Liverworts vs. Hornworts
Difference Between Liverworts And Hornworts
The first plant to emerge onto dry land some 400 million years ago may have looked like a liverwort. Indeed, the oldest liverwort fossil (Hepaticites) is thought to be nearly that old.
Liverworts get their name from their simple shape, which somewhat resembles that of a flattened liver. This tiny plant has the simplest of tissues and a little waxy covering (cuticle) over its body.
Liverworts are most common in the tropics, although they occur around the world. Typically, they grow on moist, shaded stream banks, forest floors, rocks, and tree trunks. Like mosses, liverworts play an important role in breaking down rock to form soil. Today there are more than 8,000 species. There are two basic types of liverworts: thallose liverworts, which have flattened, ribbonlike bodies that form several small, rounded lobes; and leafy liverworts, which produce small, fernlike fronds covered with rows of “leaves.” Liverwort “leaves,” like those of moss, are not true leaves, as they consist only of a single layer of cells (with no true leaf tissue).
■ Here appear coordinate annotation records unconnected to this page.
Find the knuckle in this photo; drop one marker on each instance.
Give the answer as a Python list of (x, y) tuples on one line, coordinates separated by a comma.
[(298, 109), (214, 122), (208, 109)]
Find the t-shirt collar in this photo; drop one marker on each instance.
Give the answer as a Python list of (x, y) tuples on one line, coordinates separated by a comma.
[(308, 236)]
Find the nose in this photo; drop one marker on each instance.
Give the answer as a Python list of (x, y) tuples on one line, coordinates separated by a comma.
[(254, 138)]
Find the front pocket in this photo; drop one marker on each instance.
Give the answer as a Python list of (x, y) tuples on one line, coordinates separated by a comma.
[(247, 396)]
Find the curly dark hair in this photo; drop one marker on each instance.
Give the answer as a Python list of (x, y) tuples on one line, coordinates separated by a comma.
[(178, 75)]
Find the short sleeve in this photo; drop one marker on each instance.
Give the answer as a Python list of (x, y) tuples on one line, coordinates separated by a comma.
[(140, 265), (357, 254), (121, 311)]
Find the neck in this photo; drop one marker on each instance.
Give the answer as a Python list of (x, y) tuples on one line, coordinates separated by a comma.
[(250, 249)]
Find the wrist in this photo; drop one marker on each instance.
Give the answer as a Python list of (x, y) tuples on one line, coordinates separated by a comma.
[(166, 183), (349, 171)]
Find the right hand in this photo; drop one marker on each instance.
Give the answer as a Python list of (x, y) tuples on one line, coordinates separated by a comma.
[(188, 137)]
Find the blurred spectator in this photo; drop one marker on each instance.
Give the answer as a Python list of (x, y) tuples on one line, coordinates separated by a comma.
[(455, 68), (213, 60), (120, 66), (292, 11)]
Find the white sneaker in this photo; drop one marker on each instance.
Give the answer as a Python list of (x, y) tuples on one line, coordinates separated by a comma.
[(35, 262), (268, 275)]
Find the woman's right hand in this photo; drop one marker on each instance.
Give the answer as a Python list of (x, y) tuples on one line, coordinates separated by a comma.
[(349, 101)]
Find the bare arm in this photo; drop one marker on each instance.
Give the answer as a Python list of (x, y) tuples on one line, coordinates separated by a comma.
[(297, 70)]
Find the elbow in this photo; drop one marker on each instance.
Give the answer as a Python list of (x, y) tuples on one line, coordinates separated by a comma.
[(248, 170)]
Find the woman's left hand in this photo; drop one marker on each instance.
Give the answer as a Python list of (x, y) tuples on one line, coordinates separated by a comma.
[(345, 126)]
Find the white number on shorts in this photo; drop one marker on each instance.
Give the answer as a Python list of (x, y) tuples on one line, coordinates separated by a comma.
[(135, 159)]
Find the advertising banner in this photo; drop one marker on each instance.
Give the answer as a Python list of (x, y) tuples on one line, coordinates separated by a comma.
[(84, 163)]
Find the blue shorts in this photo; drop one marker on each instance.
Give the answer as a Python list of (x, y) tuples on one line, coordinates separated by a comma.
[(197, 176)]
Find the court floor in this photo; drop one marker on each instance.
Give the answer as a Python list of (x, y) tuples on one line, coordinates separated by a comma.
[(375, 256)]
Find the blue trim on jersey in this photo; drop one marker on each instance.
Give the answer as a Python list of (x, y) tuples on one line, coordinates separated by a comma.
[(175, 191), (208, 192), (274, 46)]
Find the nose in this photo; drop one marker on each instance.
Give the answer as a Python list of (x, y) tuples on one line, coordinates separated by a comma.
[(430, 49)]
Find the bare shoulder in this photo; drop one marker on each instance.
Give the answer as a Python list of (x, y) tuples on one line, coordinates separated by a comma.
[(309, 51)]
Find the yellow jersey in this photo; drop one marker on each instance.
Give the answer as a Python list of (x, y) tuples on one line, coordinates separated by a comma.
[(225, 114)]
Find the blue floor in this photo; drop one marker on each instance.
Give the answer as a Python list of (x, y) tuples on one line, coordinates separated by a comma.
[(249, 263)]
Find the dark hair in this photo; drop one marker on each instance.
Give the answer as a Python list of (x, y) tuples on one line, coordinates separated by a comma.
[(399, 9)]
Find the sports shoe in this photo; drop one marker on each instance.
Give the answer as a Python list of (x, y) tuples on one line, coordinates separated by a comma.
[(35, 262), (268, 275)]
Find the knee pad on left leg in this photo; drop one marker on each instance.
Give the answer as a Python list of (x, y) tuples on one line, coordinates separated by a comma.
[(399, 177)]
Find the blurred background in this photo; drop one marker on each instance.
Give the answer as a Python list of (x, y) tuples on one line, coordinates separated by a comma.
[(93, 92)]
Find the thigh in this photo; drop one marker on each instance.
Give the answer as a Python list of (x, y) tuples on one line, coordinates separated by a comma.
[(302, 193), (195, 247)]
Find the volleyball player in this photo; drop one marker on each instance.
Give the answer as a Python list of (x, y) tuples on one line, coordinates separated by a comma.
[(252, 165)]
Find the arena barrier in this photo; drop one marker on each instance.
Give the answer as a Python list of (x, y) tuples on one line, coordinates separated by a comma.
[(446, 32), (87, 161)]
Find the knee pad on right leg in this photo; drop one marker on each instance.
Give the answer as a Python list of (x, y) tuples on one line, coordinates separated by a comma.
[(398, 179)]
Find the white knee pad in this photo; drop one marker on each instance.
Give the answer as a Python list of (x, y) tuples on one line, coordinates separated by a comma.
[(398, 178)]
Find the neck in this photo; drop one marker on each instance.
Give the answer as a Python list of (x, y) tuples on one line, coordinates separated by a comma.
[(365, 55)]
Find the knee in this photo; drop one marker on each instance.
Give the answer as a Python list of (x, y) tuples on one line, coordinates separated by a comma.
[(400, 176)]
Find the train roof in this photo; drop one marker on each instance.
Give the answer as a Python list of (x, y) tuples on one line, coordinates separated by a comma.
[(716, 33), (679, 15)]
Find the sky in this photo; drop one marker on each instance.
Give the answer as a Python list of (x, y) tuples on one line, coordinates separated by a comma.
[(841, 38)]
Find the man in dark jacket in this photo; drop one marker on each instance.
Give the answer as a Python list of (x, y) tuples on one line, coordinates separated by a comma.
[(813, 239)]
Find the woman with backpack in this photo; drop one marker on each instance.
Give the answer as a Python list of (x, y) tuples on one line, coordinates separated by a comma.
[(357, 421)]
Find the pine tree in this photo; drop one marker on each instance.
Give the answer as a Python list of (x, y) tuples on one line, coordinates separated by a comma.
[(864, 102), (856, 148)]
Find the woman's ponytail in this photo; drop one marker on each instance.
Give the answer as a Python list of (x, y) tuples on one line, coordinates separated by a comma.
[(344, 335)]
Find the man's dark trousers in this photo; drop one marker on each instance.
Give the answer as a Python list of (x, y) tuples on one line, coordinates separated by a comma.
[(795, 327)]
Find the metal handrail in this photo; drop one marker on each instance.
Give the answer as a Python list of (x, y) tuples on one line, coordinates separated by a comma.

The typical life cycle of these plants is well illustrated by Marchantia, a common thallose liverwort. Like all bryophytes, it goes through an alternation of generations, with the gamete-producing generation being that which we see as the green plant. This green gametophyte arises from the germination of male and female spores. When mature, it produces male or female sex organs that grow as small stalks from its flattened body. The male sex organ, or antheridiophore, bears a disk-shaped cap, looking much like a tiny mushroom. The female archegoniophore looks more like a tiny palm tree or ragged umbrella. Rain or heavy dew enables sperm from the antheridiophore to swim to a nearby archegoniophore and fertilize the eggs there.
Each fertilized egg produces a new generation, or sporophyte. The sporophytes remain attached to the underside of the archegoniophore “palm tree” like so many tiny coconuts. The inside of the sporophyte becomes filled with spores. It also contains threadlike cells called elaters. When the sporophyte opens to release its spores, the elaters twist and spin to help scatter them.
Many liverworts (and some mosses) also produce a special reproductive structure called a gemma cup. Within each cup are several small disks of green tissue, called gemmae. When gemmae are splashed out of their cups by water, each one can sprout into a new individual, genetically identical to its “parent.”
In outward appearance and size, hornworts greatly resemble the liverworts. In fact, they were long considered a type of horned liverwort. More recently, scientists have discovered that hornworts have chloroplasts and pigments that resemble those of green algae more than that of true plants. For this and other peculiarities, botanists place the hornworts in a class by themselves.
Hornworts derive their name from their distinctive sporophytes, which sprout like green horns from the flattened body of the main plant (the gametophyte generation). In all, there are more than 300 species, found on wet rocks and damp ground around the world. The male and female sex organs of hornworts (antheridia and archegonia) often occur on the same plant. They have no stalks, but lie sunken into the plant’s flat surface. The hornwort’s sperm therefore need only swim out of the plant’s antheridium and into a nearby archegonium to fertilize an egg.
The fertilized egg gives rise to the spore-producing structure that gives the hornwort its name. It grows as a tapered cylinder, or “horn,” sometimes attaining a height of up to 2 inches (5 centimeters). When mature, each spore case splits open into ribbonlike halves from the top down and releases millions of spores.